User-Agent: Mozilla Thunderbird
Cancel-Lock: sha1:NMB27oT+eMAKJD3kwQ/cK5McL0A=
Content-Language: en-GB
In-Reply-To: <uvrb97$24nd4$1@dont-email.me>
Bytes: 5789

On 18/04/2024 16:38, pozz wrote:
> The request is very common: when some interested events occur in the 
> system, they, with the related timestamp, must be saved in a log. The 
> log must be saved in an external SPI Flash connected to a MCU. The log 
> has a maximum number of events. After the log is completely filled, the 
> new event overwrite the oldest event.
> 
> I tried to implement such library, but I eventually found it's not a 
> simple task, mostly if you want a reliable library that works even when 
> errors occur (for example, when one writing fails).
> 
> I started by assigning 5 sectors of SPI Flash to the log. There are 256 
> events in a sector (the event is a fixed struct).
> In this scenario, the maximum log size is 1024 events, because the 5th 
> sector can be erased when the pointer reaches the end of a sector.
> 
> The first challenge is how the system can understand what is the first 
> (newest) event in the log at startup. I solved saving a 16-bits counter 
> ID to each event. The initialization routine starts reading all the IDs 
> and taks the greatest as the last event.
> However initially the log is empty, so all the IDs are 0xFFFF, the 
> maximum. One solution is to stop reading events when 0xFFFF is read and 
> wrap-around ID at 0xFFFE and not 0xFFFF.
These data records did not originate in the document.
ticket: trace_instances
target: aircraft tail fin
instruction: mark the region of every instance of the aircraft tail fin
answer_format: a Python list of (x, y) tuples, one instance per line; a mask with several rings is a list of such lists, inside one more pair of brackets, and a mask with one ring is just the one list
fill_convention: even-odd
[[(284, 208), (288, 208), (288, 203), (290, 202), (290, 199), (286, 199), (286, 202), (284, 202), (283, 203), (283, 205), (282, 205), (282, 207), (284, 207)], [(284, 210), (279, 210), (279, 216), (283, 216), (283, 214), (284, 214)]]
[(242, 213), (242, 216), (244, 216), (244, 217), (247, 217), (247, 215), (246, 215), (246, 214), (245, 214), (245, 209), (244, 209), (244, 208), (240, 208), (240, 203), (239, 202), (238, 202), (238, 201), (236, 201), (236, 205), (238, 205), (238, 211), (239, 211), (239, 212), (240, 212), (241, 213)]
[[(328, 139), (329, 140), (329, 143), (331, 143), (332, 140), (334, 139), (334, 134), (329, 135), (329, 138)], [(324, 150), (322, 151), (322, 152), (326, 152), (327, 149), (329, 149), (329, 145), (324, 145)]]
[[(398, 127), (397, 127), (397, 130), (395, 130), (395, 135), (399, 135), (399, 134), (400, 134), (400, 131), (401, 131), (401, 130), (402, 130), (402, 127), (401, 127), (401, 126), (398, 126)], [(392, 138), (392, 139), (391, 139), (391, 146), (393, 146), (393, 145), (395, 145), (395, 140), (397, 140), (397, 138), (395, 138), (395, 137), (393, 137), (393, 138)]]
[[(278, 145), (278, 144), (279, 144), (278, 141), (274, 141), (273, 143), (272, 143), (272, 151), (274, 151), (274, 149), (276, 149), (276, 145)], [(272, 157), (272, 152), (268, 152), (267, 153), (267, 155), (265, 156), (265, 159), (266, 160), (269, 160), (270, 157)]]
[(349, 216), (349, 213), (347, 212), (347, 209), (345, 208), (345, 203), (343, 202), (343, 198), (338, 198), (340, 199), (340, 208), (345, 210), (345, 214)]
Start at 0xfffe, and count down.  Or xor with 0xffff for storage.  Or 
wrap at 0xfffe, as you suggest.  Or use 32-bit values.  Or have another 
way to indicate that the log entry is valid.  Or, since you have a 
timestamp, there's no need to track an ID - the timestamp will be 
increasing monotonically.

> 
> However there's another problem. What happens after writing 65535 events 
> in the log? The ID restarts from 0, so the latest event hasn't the 
> greatest ID anymore.
> 
> These are the saved IDs after 65536 events:
> 
>      1^ SECT    2^ SECT    3^ SECT    4^ SECT    5^SECT---------->
>      0xFB00 ... 0xFC00 ... 0xFD00 ... 0xFE00 ... 0xFF00 ... 0xFFFF
> 
> The rule "newest event has greatest ID" is correct yet. Now a new event 
> is written:
> 
>      1^ SECT-------> 2^ SECT   3^ SECT   4^ SECT   5^SECT--------->
>      0x0000 0xFB01.. 0xFC00 .. 0xFD00 .. 0xFE00 .. 0xFF00 .. 0xFFFF
> 
> Now the rule doesn't work anymore. The solution I found is to detect 
> discontinuity. The IDs are consecutive, so the initialization routine 
> continues reading while the ID(n+1)=ID(n)+1. When there's a gap, the 
> init function stops and found the ID and position of the newest event.
> 

Make your counts from 0 to 256*5 - 1, then wrap.  Log entry "n" will be 
at address n * sizeof(log entry), with up to 256 log entries blank. 
Then you don't need to store a number at all.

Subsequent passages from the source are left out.